Сначала – это садистское поражение людей саранчой и только после – начало геноцида, который исходит не от сатаны, а от Бога. Треть людей уничтожается специально подготовленным корпусом Ангелов смерти через огонь, дым и серу.

Все эти события, однако, есть лишь преддверие собственно вселенской метаморфозы, которая достигает апогея в битве сил добра и зла, чему предшествет запланированное появление антихриста. Завершается все, конечно же, метафизическим happy end – раем, который оказывается, опять-таки в ветхозаветном стиле, метафорическим браком Иисуса с женой, невестой – Иерусалимом (медиация "Божьего народа" остается и здесь).

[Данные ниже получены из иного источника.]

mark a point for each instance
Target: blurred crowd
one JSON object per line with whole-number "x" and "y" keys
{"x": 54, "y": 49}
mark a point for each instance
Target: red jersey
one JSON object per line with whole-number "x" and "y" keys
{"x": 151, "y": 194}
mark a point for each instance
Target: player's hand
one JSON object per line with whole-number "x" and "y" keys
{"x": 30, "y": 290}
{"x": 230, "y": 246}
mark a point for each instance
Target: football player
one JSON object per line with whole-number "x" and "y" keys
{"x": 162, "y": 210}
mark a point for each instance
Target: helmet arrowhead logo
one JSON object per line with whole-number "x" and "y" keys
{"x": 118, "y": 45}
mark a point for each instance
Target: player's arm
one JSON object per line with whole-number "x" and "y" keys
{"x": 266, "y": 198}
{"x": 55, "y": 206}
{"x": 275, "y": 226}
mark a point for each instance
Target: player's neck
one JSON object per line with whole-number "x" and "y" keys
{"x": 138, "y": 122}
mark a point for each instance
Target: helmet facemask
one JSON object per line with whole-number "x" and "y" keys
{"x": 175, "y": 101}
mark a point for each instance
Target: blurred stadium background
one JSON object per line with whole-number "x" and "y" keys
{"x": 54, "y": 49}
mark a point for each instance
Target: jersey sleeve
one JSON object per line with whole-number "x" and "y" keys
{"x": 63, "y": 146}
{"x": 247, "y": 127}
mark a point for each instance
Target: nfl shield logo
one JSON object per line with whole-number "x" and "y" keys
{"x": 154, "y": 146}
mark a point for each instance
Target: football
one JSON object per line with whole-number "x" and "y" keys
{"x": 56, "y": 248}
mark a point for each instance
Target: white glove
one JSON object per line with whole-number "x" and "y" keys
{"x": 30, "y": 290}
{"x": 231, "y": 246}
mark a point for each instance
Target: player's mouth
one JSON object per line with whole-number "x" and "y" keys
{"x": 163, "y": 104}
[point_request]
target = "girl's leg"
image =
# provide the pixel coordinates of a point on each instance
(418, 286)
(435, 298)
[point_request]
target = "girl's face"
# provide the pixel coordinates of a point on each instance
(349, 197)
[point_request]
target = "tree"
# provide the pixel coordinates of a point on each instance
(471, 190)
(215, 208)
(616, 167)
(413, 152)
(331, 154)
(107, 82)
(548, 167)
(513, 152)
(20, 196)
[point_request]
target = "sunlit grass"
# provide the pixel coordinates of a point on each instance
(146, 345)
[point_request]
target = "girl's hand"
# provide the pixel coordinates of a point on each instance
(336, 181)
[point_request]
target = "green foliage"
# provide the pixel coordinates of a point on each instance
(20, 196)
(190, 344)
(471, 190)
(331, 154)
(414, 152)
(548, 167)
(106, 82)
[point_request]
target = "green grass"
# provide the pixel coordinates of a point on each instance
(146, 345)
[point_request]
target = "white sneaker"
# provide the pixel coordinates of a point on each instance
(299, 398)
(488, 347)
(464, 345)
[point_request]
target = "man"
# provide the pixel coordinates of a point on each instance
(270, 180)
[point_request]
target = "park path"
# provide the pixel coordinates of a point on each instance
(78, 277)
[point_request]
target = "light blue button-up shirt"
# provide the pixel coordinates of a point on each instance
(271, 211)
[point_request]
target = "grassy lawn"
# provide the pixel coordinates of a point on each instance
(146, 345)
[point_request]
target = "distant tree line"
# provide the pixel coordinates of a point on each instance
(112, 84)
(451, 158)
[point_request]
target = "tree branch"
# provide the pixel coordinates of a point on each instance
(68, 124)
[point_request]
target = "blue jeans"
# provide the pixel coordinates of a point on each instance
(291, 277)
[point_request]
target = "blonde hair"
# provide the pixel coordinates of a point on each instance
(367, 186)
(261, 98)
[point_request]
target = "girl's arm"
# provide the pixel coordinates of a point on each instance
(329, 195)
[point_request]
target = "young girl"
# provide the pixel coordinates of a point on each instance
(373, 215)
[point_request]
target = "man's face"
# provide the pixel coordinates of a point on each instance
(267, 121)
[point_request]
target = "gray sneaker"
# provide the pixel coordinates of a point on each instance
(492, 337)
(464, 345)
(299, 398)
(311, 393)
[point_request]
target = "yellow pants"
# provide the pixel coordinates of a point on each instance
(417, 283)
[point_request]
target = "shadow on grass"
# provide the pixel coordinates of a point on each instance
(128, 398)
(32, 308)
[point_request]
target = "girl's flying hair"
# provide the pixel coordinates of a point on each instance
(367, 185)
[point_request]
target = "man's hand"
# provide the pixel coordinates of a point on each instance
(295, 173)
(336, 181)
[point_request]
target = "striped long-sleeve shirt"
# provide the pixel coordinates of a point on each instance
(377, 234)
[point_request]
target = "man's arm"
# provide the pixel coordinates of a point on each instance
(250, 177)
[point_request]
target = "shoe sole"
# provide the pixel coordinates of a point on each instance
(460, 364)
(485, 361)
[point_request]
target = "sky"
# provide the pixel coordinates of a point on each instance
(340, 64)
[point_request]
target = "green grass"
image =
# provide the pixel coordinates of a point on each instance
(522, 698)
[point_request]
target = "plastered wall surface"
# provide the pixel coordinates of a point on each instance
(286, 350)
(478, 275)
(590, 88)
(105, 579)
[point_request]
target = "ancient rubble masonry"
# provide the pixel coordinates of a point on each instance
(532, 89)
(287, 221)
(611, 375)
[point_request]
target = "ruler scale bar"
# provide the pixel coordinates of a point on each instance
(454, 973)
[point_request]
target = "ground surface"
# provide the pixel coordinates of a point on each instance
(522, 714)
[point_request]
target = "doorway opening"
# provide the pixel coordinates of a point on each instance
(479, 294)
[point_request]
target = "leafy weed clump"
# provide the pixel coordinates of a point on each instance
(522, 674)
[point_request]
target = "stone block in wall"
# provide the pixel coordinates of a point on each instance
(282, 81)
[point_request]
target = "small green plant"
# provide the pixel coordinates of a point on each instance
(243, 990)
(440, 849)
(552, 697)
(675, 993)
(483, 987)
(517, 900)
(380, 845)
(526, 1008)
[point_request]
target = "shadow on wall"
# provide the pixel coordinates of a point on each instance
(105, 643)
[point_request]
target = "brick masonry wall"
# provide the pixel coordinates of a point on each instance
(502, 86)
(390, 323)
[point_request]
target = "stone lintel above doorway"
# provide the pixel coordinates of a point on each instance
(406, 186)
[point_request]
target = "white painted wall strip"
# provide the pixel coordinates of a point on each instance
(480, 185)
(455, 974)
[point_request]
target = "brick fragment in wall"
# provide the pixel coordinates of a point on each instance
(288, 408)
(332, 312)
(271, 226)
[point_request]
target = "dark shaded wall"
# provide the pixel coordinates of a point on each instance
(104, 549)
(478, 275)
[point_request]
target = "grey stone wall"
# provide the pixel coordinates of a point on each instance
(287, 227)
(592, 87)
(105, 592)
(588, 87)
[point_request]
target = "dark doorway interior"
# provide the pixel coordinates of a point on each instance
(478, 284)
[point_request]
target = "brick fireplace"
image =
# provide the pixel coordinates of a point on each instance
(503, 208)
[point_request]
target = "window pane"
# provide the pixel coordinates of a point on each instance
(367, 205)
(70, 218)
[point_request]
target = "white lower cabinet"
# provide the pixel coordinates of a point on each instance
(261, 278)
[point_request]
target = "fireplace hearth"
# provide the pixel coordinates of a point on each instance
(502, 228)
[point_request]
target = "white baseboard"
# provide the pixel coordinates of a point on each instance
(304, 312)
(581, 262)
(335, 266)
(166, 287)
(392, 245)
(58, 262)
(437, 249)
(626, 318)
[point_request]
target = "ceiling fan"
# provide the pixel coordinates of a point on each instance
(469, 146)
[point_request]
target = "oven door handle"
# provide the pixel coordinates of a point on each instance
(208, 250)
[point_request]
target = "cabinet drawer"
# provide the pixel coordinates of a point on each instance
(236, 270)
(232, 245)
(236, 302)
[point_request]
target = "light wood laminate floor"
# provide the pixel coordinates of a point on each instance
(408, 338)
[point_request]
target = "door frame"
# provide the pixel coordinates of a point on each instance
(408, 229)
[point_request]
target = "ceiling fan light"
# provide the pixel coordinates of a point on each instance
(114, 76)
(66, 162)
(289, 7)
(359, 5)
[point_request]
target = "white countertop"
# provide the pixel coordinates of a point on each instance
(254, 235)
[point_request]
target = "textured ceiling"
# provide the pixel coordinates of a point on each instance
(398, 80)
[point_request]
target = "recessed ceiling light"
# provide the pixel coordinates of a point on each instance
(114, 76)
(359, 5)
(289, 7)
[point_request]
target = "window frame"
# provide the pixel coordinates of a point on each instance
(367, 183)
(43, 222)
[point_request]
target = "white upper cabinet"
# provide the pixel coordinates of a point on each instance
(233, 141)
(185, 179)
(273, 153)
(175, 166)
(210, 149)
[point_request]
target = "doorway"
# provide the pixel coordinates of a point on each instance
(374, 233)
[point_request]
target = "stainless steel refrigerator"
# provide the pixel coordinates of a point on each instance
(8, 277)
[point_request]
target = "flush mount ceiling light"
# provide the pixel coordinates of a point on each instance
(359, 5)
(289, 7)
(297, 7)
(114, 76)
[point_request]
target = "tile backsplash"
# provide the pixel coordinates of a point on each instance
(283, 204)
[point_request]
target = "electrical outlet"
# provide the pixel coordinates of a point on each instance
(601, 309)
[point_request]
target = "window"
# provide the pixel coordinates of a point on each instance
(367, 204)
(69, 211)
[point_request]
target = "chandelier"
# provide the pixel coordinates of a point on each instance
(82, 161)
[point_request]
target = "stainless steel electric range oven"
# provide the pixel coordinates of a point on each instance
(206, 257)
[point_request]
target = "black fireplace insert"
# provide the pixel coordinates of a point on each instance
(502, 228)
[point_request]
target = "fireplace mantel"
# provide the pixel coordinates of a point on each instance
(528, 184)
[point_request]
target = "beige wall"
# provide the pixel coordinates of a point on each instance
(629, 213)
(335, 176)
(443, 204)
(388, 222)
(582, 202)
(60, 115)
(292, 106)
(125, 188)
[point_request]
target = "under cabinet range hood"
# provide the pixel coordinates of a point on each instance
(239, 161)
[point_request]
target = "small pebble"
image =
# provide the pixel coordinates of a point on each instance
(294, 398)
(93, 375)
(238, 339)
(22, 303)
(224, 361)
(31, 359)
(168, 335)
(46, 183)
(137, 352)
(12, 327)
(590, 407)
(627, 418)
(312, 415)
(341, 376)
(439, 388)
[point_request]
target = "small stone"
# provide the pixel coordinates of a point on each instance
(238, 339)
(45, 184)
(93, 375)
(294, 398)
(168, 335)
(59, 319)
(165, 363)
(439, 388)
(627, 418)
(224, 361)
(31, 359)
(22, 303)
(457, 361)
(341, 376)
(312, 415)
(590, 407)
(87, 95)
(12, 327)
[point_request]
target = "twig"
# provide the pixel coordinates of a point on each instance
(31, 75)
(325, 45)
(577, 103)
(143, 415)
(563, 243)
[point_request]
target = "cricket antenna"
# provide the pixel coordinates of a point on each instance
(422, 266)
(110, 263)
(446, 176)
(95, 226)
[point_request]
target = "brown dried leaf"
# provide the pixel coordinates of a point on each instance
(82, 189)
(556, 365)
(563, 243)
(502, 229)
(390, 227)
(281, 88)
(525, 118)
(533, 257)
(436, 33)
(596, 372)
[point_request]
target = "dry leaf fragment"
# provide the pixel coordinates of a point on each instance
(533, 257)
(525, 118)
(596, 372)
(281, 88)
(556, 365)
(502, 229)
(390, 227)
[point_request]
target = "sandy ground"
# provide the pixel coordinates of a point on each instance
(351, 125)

Таким образом, в Библии наличествуют две совершенно разные концепции реальности, предполагающие, что мы и собираемся продемонстрировать далее, разные интерпретации Бога и человека. Значения реальности в Ветхом завете -генетивны. Главное внимание уделено "началу" (творение) – что порождает такие ее характеристики как открытость, перспективизм, оптимистичность. Преобладает живое действие, динамика – возможны крутые сюжетные повороты в общении Бога и "Божьего народа" (иррациональность обоих). Предопределения кратковременны и корректируются реальными событиями, когда Бог изменяет свои решения. Доминируют изначальные устанавливания-полагания – законы, нормы. Здесь движется сама реальность, человек же – марионеточен.